03.04.2012 tarihli Resmi Gazete’de yayınlanan Hukuk Muhakemeleri Kanunu Yönetmeliği’nin 45. maddesinde ise; “Davacı, yargılama harçları ile her yıl bakanlıkça çıkarılacak gider avansı tarifesinde belirlenecek olan tutarı dava açarken mahkeme veznesine yatırmak zorundadır. Gider avansı, her türlü tebligat ve posta ücretleri, keşif giderleri, bilirkişi ve tanık ücretleri gibi giderler için davacıdan alınan meblağı ifade eder. Adli yardım talebiyle açılan dava ve işlerde adli yardım konusunda bir karar verilinceye kadar harç, gider ve delil avansı alınmaz. Kanunlardaki özel hükümler saklıdır. Gider avansının yeterli olmadığının dava sırasında anlaşılması halinde, mahkemece bu eksikliğin tamamlanması için davacıya iki haftalık kesin süre verilir. Dava şartı olan gider avansının yatırılmaması veya tamamlanmaması halinde, dava, dava şartı yokluğundan reddedilir. Taraflardan her biri ikamesini talep ettiği delil için mahkemece belirlenen avansı, verilen kesin süre içinde yatırmak zorundadır. Delil avansı, tarafların dayandıkları delillerin giderlerini karşılamak üzere mahkemece belirlenen kesin süre içinde ödemeleri gereken meblağı ifade eder. Taraflar birlikte aynı delilin ikamesini talep etmişlerse, gereken gideri yarı yarıya avans olarak öderler. Taraflardan biri avans yükümlülüğünü yerine getirmediğinde, diğer taraf bu avansı da yatırabilir. Delil avansını yatırmayan taraf, o delilin ikamesinden vazgeçmiş sayılır. Tarafların üzerinde tasarruf edemeyecekleri dava ve işlerle, kanunlardaki özel hükümler saklıdır…” hükmü bulunmaktadır.

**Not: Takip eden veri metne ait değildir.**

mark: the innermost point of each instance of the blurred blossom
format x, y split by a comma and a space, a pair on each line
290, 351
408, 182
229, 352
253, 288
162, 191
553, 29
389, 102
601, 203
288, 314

Bu hükümlerden de anlaşılacağı üzere; hakim, gider avansı ile delil avansını ayırmalı ve buna göre değerlendirme yapmalıdır.
Bu aşamada mahkemece verilecek süreler hakkında açıklama yapmak faydalı olacaktır. Bilindiği üzere; davaların kısa zamanda sonuçlandırılması, adaletin bir an önce tecellisi için, taraflarca veya mahkemelerce yapılması gereken bir kısım adli işlemler sürelere bağlanmıştır. Bu sürelerin bazılarını kanun bizzat belirlerken bir kısmını işin özelliğine ve tarafların durumlarına göre belirlemesi için hakime bırakmıştır. Kanuni süreler açıkça belirtilen ayrıcalıklar dışında kesindir. Bu nedenle HMK 90. (HUMK’nın 159. md.) maddesinin açık hükmünde belirtildiği gibi kanunun tayin ettiği süreler Hakim tarafından azaltılıp çoğaltılamaz. Buna karşın, HMK’nın 94/2. maddesine (HUMK’nun 163. md.) göre hakimin belirlediği süreler ise kural olarak kesin değildir. Hakim tayin ettiği süreyi henüz dolmadan azaltıp çoğaltacağı gibi, süre geçtikten sonra da tarafın isteği üzerine yeni bir süre tanıma yoluna da gidebilir. Bu takdirde verilen ikinci süre kesindir. Ancak, hakim kendi belirlediği sürenin kesin olduğuna da karar verebilir. Kesin sürenin tayin edilmesi halinde, karşı taraf yararına usulî kazanılmış hak doğacağı da kuşkusuzdur.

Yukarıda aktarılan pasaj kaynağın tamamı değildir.